Detail log messages: in config.xml, I use IP addresses so actual log messages contains IP addresses. But for convenience, I have replaced IPs with hostnames.

----- from the new node (CH6) -----
2023.04.19 16:30:26.624287 [ 24958 ] {} <Information> RaftInstance: [ELECTION TIMEOUT] current role: follower, log last term 0, state term 0, target p 1, my p 1, hb dead, pre-vote NOT done
2023.04.19 16:30:26.624310 [ 24958 ] {} <Information> RaftInstance: [PRE-VOTE INIT] my id 6, my role candidate, term 0, log idx 0, log term 0, priority (target 1 / mine 1)
2023.04.19 16:30:26.627832 [ 24960 ] {} <Information> RaftInstance: 0x7efe19c5e998 connected to CH5:9444 (as a client)
2023.04.19 16:30:26.627863 [ 24963 ] {} <Information> RaftInstance: 0x7efe19c5e618 connected to CH4:9444 (as a client)
2023.04.19 16:30:26.627917 [ 24962 ] {} <Information> RaftInstance: 0x7efe19c5d118 connected to CH3:9444 (as a client)
2023.04.19 16:30:26.628360 [ 24963 ] {} <Information> RaftInstance: [PRE-VOTE RESP] peer 5 (X), term 0, resp term 0, my role candidate, dead 1, live 0, num voting members 4, quorum 3
2023.04.19 16:30:26.628415 [ 24963 ] {} <Information> RaftInstance: [PRE-VOTE RESP] peer 4 (X), term 0, resp term 0, my role candidate, dead 1, live 0, num voting members 4, quorum 3
2023.04.19 16:30:26.628631 [ 24960 ] {} <Information> RaftInstance: [PRE-VOTE RESP] peer 3 (X), term 0, resp term 0, my role candidate, dead 1, live 0, num voting members 4, quorum 3
2023.04.19 16:30:26.628691 [ 24960 ] {} <Error> RaftInstance: [PRE-VOTE DONE] this node has been removed, stepping down
2023.04.19 16:30:28.409604 [ 24960 ] {} <Information> RaftInstance: stepping down (cycles left: 1), skip this election timeout event
2023.04.19 16:30:30.039775 [ 24966 ] {} <Information> KeeperDispatcher: Server still not initialized, will not apply configuration until initialization finished
2023.04.19 16:30:30.379911 [ 24959 ] {} <Information> RaftInstance: no hearing further news from leader, remove this server from cluster and step down
2023.04.19 16:30:35.041064 [ 24966 ] {} <Information> KeeperDispatcher: Server still not initialized, will not apply configuration until initialization finished
2023.04.19 16:30:40.041253 [ 24966 ] {} <Information> KeeperDispatcher: Server still not initialized, will not apply configuration until initialization finished

----- from the leader (CH3) ----- similar messages in CH4 and CH5
2023.04.19 16:30:26.627879 [ 1597 ] {} <Information> RaftInstance: receive a incoming rpc connection
2023.04.19 16:30:26.627983 [ 1597 ] {} <Information> RaftInstance: session 3 got connection from ::ffff:CH6:38734 (as a server)
2023.04.19 16:30:26.628584 [ 1602 ] {} <Information> RaftInstance: [PRE-VOTE REQ] my role leader, from peer 6, log term: req 0 / mine 1
last idx: req 0 / mine 153, term: req 0 / mine 1
HB alive
2023.04.19 16:30:26.628692 [ 1602 ] {} <Information> RaftInstance: pre-vote decision: XX (strong deny, non-existing node)
2023.04.19 16:30:30.383029 [ 1599 ] {} <Error> RaftInstance: session 3 failed to read rpc header from socket ::ffff:CH6:38734 due to error 2, End of file, ref count 1

Solution

  • It's really hard to say what went wrong without configs.

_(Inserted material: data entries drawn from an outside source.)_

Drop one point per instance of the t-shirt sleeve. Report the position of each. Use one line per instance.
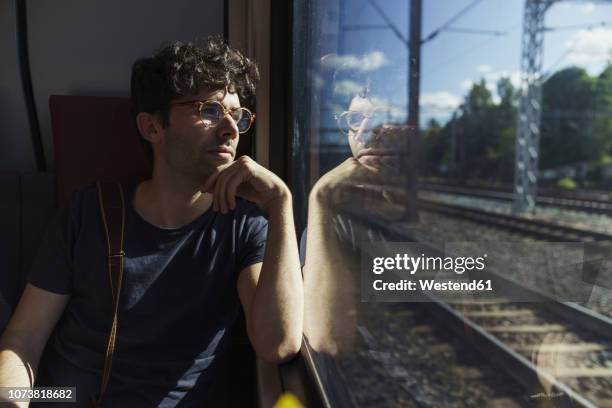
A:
(52, 267)
(255, 234)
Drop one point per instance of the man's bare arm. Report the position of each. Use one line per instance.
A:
(272, 293)
(26, 335)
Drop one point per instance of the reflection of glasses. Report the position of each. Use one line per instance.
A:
(212, 112)
(352, 120)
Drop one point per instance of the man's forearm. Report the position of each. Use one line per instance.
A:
(278, 304)
(329, 289)
(17, 368)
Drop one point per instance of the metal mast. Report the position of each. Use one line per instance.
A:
(530, 110)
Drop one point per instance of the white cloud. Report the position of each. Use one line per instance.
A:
(467, 84)
(492, 78)
(483, 68)
(588, 8)
(347, 87)
(368, 62)
(591, 47)
(440, 101)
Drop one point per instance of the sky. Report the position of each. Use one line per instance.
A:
(580, 34)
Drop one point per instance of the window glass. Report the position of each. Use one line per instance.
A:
(487, 143)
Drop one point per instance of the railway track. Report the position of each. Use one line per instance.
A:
(560, 350)
(541, 229)
(568, 202)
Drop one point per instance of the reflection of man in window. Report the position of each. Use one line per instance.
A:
(350, 207)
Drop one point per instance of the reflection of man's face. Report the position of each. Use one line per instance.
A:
(374, 143)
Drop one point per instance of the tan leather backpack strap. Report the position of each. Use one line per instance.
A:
(112, 211)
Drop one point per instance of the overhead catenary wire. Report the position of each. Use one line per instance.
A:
(445, 26)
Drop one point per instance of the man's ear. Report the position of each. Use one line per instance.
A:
(148, 126)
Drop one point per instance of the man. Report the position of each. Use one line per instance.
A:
(350, 208)
(204, 234)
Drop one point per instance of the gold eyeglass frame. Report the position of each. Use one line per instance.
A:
(200, 104)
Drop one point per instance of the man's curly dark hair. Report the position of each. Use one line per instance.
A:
(178, 69)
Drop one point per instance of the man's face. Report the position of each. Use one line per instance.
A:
(191, 146)
(374, 144)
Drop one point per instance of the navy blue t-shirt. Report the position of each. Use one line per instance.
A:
(178, 298)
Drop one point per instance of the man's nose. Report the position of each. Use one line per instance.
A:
(227, 128)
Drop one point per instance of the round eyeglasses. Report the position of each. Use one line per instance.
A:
(212, 112)
(353, 120)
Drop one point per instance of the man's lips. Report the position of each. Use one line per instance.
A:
(222, 151)
(375, 153)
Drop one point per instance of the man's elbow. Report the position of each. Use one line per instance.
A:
(281, 352)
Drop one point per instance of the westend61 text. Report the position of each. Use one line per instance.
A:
(430, 284)
(404, 262)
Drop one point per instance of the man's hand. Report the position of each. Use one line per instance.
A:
(247, 179)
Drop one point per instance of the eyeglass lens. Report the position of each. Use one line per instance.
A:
(353, 120)
(212, 113)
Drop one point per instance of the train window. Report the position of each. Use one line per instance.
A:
(452, 179)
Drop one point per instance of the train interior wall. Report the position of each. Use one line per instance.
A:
(75, 48)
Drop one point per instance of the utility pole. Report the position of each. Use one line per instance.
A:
(412, 145)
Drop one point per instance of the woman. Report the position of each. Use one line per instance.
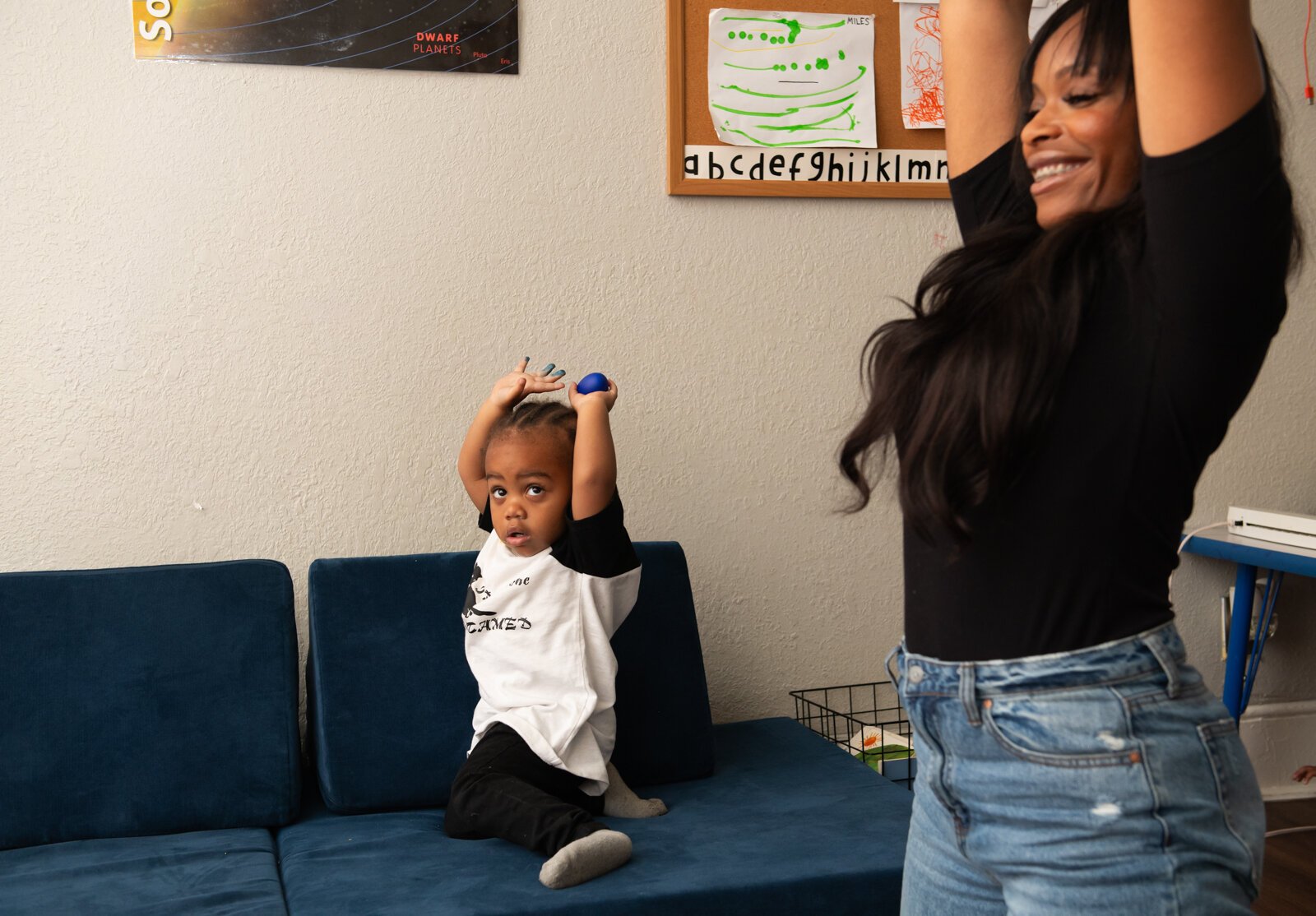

    First thing I would like for you to try is changing config while the cluster is running. Maybe the diff is not calculated correctly during startup. Or simply, you have to wait for a bit until cluster applies everything correctly.

    To give you better understanding of Keeper, I'll also try explaining how the cluster reconfiguration is currently being done.

    Cluster configuration is being stored in 2 places, RAFT itself and the config you define.

    In the background thread, Keeper checks the diff between those 2, and if a config has something added/removed, leader will propose it 1 by 1 to cluster.

    Adding/removing node needs to go through consensus protocol also, so maybe there will be some delay but not too big.

    In the leader logs, you should something like this: Will try to add server with id server_id

    If something went wrong, there should be also a log explaining it.

    Follower nodes will have a similar log but with a message that they are waiting for some server to be added/removed.

    Additional thing to be careful off is to use unique IDs for new server. Also, try not reusing some previously used IDs that are now removed.